Aussi discret ces dernières années sur le terrain discographique que présent sur scène et dans l’organisation d’une politique culturelle cohérente et florissante, tant à Cluny (Jazzcampus en Clunisois) qu’à l’Allan, la scène nationale qu’il dirigeait jusque très récemment à Montbéliard, le contrebassiste Didier Levallet livre aujourd’hui Songes, Silences sur le label sans bruit [1]. Une luxueuse digression poétique qui met en avant son aisance de leader et la qualité de son écriture.

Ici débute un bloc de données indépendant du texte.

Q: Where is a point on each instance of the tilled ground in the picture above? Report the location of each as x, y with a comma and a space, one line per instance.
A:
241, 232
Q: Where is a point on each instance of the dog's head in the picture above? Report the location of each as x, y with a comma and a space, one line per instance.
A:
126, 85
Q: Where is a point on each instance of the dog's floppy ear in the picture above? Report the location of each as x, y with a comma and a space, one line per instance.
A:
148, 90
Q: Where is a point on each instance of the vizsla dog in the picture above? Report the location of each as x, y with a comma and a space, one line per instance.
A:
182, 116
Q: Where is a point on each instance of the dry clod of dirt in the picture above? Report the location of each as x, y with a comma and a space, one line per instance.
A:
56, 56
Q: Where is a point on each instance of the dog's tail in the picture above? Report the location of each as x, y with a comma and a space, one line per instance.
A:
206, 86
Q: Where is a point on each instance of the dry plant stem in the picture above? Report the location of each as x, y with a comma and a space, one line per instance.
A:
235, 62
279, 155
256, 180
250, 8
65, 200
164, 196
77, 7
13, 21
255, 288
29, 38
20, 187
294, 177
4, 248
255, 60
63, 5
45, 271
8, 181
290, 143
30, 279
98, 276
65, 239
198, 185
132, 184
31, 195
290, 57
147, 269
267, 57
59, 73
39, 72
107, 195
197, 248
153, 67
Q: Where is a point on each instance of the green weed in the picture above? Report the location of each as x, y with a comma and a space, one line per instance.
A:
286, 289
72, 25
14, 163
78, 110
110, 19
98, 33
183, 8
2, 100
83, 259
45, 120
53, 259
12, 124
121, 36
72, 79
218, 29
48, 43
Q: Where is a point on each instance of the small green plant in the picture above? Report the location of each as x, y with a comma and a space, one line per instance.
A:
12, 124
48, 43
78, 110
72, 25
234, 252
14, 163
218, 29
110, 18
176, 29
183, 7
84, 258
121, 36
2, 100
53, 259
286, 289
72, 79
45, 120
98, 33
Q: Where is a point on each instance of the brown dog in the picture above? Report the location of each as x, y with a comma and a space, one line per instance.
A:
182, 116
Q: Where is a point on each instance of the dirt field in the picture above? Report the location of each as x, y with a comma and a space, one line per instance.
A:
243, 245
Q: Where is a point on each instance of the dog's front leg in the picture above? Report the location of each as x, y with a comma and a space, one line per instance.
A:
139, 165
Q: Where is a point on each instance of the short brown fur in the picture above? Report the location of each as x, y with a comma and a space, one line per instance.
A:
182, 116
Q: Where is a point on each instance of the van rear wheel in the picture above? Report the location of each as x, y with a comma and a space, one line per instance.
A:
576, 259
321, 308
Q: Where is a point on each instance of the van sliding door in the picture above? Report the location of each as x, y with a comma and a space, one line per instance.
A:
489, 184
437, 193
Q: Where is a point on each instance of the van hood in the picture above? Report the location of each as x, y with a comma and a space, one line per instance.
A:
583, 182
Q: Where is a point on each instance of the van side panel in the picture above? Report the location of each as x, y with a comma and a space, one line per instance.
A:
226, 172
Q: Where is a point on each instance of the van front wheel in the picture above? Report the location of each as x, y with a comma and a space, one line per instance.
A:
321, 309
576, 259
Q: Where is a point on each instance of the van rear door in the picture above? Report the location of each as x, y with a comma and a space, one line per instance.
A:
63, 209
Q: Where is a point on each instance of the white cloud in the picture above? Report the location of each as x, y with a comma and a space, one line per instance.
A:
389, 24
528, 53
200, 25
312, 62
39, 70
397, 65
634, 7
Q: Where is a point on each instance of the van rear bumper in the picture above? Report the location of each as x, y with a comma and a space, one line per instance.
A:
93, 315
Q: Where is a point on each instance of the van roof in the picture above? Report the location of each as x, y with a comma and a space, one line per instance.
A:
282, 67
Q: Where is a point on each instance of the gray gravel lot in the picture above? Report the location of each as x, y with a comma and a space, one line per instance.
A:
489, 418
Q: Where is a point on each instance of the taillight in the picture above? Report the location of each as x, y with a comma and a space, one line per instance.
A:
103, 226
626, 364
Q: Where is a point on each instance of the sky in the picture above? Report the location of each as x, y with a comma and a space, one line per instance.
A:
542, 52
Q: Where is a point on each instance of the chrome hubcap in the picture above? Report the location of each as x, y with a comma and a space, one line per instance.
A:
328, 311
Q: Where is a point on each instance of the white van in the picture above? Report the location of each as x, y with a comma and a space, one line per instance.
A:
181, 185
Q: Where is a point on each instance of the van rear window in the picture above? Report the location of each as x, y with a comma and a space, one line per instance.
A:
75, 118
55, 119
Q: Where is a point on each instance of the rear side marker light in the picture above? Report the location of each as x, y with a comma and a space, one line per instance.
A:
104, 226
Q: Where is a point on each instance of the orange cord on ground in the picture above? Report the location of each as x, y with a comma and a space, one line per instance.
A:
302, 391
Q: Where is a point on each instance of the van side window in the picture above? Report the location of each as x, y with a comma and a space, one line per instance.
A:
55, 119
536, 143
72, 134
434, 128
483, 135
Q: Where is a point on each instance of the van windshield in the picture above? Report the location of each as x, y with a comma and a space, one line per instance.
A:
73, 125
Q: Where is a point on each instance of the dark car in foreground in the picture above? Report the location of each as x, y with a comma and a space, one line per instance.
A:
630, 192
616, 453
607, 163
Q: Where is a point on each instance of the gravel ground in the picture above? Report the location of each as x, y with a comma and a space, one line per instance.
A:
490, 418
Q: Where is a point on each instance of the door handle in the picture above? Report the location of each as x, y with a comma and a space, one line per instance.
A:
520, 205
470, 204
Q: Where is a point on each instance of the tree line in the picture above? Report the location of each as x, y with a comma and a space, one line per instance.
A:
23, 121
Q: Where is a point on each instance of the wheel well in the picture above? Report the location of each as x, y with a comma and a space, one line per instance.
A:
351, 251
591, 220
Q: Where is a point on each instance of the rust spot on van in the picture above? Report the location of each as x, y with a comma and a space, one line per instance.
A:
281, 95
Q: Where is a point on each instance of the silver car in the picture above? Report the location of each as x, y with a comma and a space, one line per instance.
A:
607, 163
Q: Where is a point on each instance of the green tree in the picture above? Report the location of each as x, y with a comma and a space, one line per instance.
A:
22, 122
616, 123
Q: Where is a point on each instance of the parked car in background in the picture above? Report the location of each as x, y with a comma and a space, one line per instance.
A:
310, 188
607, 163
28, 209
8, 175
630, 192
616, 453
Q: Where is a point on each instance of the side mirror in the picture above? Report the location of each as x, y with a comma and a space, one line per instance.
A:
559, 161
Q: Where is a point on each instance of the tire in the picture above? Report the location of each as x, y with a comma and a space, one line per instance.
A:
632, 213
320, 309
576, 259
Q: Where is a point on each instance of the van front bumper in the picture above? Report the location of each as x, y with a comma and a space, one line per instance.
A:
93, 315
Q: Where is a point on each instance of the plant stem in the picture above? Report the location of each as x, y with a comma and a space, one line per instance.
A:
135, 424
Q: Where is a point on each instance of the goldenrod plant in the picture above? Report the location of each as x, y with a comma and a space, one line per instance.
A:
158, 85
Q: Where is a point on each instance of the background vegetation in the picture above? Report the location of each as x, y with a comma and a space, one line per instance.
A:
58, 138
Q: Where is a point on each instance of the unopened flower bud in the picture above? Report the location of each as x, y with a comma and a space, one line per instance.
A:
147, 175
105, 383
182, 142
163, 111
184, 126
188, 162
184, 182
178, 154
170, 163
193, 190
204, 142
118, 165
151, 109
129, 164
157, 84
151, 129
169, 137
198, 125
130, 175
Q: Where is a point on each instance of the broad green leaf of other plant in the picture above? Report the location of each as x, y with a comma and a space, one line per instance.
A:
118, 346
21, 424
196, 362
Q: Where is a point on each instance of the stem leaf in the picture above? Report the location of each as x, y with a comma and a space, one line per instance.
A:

Pour ce quintet remarquable, il mélange plusieurs générations, comme il le fit pour l’ONJ qu’il dirigea de 1997 à 2000. Ainsi, aux côtés du très coloriste François Laizeau qui fut l’un de ses deux batteurs (avec Ramón López) durant cette période, on trouve Jan Vanek, jeune guitariste qui contribue largement à la couleur de l’album dans un style clair qui s’épice de fragrances orientales. Sur le très beau « Jardin secret (à saisir) », il apporte avec aisance une touche onirique, s’amusant à citer les Beatles sans ostentation ou jouant la carte du groove autour de la paisible ligne de basse de Levallet. L’auditeur distrait pourrait trouver ce dernier un peu en retrait, mais c’est que sa rondeur se fond dans un ensemble quiet ; il suffit pour s’en convaincre d’écouter « Back and Back », qu’il amorce avec autorité ; on perçoit alors toute l’importance des relations qu’il noue avec ses musiciens, notamment son batteur et son guitariste.

Les inséparables Airelle Besson à la trompette et Sylvain Rifflet aux saxophones et clarinettes « bordent » ce quintet. Dans une atmosphère bien moins urbaine que leur propre RockingChair, on retrouve avec bonheur leur faculté de jouer sur l’union des timbres pour sublimer les mélodies. Ainsi trouve-t-on sur « O.A.C », qui ouvre l’album, de subtiles essences « stevecolemaniennes » qui donnent son ton à l’ensemble, du relief aux Songes, et de la valeur aux Silences. Leur entente étroite avec Vanek mais aussi avec la contrebasse très musicale crée la sensation éthérée d’aube sereine qui nimbe l’album, y compris sur sa - superbe - pochette.

Bien qu’enregistré sans public [2], le disque dégage une atmosphère chaleureuse, atout non négligeable dans cet sentiment global de clair-obscur… ou bien d’« Aigre-doux » ? Placé au centre de l’album, ce titre prolonge l’habile passementerie entre lumière pastel (les soufflants) et tonalités plus crépusculaire (la base rythmique) que l’aérienne guitare de Vanek vient surpiquer. Airelle Besson y montre à quel point elle sait empourprer instantanément le propos avec une précieuse justesse, en entraînant ses partenaires toujours plus loin.

Songes, Silences est un album capiteux et plein de caractère qui, à chaque écoute, révèle de nouvelles pistes, de nouveaux détails, dans une construction foisonnante aux allures faussement simples, et qui permet de retrouver la marque d’un grand contrebassiste.

par Franpi Barriaux // Publié le 11 juillet 2011

[1Qui avait déjà accueilli Silhouette, en trio avec Noah Rosen et Yves Robert.

[2Au Palot, une des salles de l’ex-fief franc-comtois de Levallet.